An Israeli official, speaking on condition of anonymity, told the Ynet news site that “the trend is positive.”

Tamim bin Hamad Al-Thani, the emir of Qatar, a country at the center of negotiation efforts and which hosts Hamas, begins a two-day state visit in Paris on Tuesday, the French presidency announced.

But Benjamin Netanyahu reaffirmed on Sunday that Israel would soon launch a ground operation against Rafah, allowing, according to him, a “total victory” over Hamas in “a few weeks”.

A truce would only “delay” this offensive, he stressed.

The army presented Monday to the war cabinet “a plan for the evacuation of populations from combat zones in the Gaza Strip, as well as the plan for future operations”, according to the prime minister’s office, without giving any details. detail on where civilians could take refuge.

“Ringing the death knell” for help

UN Secretary-General Antonio Guterres warned Monday that an offensive on the overcrowded town of Rafah, where Israel wants to evacuate civilians to definitively defeat Hamas, would “sound the death knell” for aid programs. .

Leaning against the closed border with Egypt, in the south of Gaza, Rafah is the only entry point for humanitarian aid for the Gaza Strip, which is home to 1.4 million Palestinians and where fighting has raged since almost five months between the Israeli army and Hamas.

The Israeli offensive left 29,782 people dead in Gaza, the vast majority of them civilians, according to the Hamas Ministry of Health.

The war broke out on October 7 when Hamas commandos launched an unprecedented attack on southern Israel, resulting in the deaths of at least 1,160 people, mostly civilians, according to an AFP tally taken from official Israeli data.

During the attack, some 250 people were kidnapped and taken to Gaza.
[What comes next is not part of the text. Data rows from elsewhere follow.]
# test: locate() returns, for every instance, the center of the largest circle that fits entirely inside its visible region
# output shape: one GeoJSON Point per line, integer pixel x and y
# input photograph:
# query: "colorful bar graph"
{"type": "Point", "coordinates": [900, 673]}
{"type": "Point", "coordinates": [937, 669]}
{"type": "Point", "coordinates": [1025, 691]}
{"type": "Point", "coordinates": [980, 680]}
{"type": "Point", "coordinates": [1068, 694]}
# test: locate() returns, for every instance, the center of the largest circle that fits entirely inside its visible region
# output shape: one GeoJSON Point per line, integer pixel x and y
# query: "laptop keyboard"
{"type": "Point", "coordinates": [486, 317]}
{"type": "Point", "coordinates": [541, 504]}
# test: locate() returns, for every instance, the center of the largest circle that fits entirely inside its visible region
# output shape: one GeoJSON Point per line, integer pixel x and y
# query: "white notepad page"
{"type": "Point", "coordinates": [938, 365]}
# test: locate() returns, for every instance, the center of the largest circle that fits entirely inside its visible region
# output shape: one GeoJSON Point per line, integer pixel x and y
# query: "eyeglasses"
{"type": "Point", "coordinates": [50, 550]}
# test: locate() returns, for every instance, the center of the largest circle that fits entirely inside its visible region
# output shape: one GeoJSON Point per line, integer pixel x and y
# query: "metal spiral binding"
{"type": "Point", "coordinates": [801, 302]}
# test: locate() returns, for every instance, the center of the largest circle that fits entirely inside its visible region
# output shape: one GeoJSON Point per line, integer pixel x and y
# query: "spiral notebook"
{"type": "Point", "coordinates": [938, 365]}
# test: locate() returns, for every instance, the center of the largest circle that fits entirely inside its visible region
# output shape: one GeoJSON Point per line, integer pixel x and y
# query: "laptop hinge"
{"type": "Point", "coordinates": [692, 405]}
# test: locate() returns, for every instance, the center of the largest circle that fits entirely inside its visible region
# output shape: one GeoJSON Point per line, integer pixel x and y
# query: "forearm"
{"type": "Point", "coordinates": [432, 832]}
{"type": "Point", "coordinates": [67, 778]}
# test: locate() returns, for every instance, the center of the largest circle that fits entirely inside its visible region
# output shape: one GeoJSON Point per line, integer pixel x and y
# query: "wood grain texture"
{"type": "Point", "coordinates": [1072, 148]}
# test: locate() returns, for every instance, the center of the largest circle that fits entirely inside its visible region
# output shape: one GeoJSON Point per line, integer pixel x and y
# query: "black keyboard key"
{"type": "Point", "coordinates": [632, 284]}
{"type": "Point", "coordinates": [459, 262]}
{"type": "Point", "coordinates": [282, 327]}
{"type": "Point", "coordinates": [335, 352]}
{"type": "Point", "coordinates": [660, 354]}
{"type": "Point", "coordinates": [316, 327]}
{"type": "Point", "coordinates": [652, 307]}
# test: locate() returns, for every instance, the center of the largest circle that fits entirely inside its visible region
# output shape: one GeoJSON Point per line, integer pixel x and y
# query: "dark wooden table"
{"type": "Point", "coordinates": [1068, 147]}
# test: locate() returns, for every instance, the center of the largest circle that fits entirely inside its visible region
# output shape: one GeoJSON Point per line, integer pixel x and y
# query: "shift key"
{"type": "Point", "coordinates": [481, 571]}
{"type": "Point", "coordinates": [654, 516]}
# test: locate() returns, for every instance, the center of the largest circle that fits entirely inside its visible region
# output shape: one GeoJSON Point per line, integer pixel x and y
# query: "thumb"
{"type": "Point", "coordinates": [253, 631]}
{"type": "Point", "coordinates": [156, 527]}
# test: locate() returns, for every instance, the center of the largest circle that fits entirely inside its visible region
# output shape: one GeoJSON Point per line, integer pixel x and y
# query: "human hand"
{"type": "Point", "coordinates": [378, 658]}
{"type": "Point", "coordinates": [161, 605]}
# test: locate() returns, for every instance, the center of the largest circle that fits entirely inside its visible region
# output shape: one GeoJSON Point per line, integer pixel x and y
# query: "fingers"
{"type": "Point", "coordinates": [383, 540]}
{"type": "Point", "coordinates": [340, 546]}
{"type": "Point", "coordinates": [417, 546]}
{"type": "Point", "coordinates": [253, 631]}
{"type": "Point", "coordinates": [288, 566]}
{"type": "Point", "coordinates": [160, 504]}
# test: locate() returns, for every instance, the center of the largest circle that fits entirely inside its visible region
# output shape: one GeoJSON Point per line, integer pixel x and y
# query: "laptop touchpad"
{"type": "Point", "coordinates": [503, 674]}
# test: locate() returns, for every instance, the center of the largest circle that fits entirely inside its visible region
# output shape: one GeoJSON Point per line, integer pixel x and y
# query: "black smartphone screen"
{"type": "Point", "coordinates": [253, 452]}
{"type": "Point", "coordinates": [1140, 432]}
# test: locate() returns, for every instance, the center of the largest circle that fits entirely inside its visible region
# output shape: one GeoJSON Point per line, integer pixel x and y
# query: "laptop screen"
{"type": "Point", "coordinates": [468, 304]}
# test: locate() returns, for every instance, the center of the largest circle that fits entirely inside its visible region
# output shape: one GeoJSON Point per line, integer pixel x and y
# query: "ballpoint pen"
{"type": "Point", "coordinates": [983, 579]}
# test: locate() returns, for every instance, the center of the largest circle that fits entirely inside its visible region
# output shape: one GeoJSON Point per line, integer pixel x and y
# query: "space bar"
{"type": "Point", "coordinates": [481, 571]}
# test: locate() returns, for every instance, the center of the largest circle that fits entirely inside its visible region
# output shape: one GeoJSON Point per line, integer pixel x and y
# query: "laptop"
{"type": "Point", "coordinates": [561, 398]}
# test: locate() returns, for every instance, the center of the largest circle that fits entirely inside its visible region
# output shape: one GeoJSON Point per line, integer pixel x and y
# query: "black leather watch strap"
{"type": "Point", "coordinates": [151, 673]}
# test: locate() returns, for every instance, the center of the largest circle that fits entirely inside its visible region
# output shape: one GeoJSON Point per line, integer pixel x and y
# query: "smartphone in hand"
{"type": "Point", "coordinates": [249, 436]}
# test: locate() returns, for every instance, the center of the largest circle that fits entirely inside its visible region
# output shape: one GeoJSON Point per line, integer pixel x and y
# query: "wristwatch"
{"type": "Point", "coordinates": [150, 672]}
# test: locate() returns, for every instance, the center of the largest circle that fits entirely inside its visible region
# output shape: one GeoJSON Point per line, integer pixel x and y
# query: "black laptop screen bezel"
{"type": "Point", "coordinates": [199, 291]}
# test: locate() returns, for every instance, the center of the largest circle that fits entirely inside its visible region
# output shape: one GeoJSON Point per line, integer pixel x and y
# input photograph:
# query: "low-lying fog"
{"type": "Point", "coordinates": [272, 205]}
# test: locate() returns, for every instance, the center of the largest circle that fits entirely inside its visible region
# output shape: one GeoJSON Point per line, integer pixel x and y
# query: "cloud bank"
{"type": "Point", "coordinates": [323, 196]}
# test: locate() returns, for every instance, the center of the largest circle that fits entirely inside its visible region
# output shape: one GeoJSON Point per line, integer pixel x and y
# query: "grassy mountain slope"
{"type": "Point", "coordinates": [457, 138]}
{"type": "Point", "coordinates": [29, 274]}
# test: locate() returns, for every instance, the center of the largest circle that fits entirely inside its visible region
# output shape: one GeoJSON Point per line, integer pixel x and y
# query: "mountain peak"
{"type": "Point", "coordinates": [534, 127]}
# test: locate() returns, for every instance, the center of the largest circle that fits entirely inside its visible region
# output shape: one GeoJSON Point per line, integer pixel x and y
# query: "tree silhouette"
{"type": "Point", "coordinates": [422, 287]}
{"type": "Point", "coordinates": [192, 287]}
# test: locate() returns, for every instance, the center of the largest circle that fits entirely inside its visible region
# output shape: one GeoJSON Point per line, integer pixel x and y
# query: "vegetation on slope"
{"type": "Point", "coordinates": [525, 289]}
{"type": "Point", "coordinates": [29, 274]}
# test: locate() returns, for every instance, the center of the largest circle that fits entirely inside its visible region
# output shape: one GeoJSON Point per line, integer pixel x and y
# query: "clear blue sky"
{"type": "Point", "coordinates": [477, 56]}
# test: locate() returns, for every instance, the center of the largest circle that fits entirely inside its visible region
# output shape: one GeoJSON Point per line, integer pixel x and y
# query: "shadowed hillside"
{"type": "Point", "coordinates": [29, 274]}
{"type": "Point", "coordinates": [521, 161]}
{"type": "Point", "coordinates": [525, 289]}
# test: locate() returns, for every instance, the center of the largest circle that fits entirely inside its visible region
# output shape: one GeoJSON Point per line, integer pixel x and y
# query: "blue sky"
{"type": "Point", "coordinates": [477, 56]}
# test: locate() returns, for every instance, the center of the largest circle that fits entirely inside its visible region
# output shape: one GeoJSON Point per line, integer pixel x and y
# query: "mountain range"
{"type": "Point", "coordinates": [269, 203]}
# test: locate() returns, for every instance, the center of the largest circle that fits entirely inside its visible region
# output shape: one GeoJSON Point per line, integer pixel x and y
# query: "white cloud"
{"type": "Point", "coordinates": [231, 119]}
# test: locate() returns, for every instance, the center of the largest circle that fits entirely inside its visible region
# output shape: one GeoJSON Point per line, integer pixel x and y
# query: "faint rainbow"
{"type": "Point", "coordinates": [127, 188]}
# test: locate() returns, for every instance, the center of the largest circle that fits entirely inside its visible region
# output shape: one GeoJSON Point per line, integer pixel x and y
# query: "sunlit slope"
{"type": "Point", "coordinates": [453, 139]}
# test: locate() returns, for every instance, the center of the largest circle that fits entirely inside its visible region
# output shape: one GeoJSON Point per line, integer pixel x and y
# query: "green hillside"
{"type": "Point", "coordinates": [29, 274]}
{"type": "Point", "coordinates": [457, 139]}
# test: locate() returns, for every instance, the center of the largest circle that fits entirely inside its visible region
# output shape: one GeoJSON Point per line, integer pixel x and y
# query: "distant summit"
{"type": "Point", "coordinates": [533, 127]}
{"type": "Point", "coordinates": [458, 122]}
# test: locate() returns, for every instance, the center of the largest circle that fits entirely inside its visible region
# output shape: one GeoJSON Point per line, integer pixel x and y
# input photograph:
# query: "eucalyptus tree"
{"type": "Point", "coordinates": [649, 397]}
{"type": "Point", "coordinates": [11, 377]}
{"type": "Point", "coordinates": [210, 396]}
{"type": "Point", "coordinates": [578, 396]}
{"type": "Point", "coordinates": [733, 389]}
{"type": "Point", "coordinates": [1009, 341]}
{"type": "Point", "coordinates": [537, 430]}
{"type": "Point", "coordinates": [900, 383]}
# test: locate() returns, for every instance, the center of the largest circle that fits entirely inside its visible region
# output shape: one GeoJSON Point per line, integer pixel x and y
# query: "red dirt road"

According to Israel, 130 hostages are still being held there, 31 of whom are believed to have died.

The Israeli prime minister faces growing public pressure over the fate of hostages still held in Gaza and protests against his government have resumed.

Israelis are due to vote on Tuesday in municipal elections, initially scheduled for the end of October but postponed twice due to the war.

Starving Gazans

Foreign governments and humanitarians have increased warnings against an offensive on Rafah that would cause many casualties and further worsen the humanitarian catastrophe.

Palestinians in Gaza told AFP of being forced to eat leaves, fodder for livestock, and even slaughter draft animals for food while the rare aid convoys reaching the north are looted by the population .

“We are dying of hunger,” Abdallah Al-Aqra, 40, a refugee in Gaza City, told AFP. He said the army had fired on Sunday “at hungry people who were trying to get flour” brought by an aid truck.

Two NGOs, Amnesty International and Human Rights Watch, accused Israel on Monday of continuing to limit the entry of humanitarian aid into Gaza despite a request in January from the International Court of Justice.

The Jordanian army said Monday it had carried out a series of airdrops of humanitarian aid, food and other supplies “directly to the population” of Palestinians in the besieged Gaza Strip, including one by a French army plane.

The Palestinian Authority government submitted its resignation to President Mahmoud Abbas on Monday, as calls intensify for reform of Palestinian political leadership in the “post-war” Gaza.

Since 2007, the Palestinian leadership has been divided between the Palestinian Authority of Mahmoud Abbas, which exercises limited power in the West Bank, territory occupied since 1967 by Israel, while Hamas controls the Gaza Strip.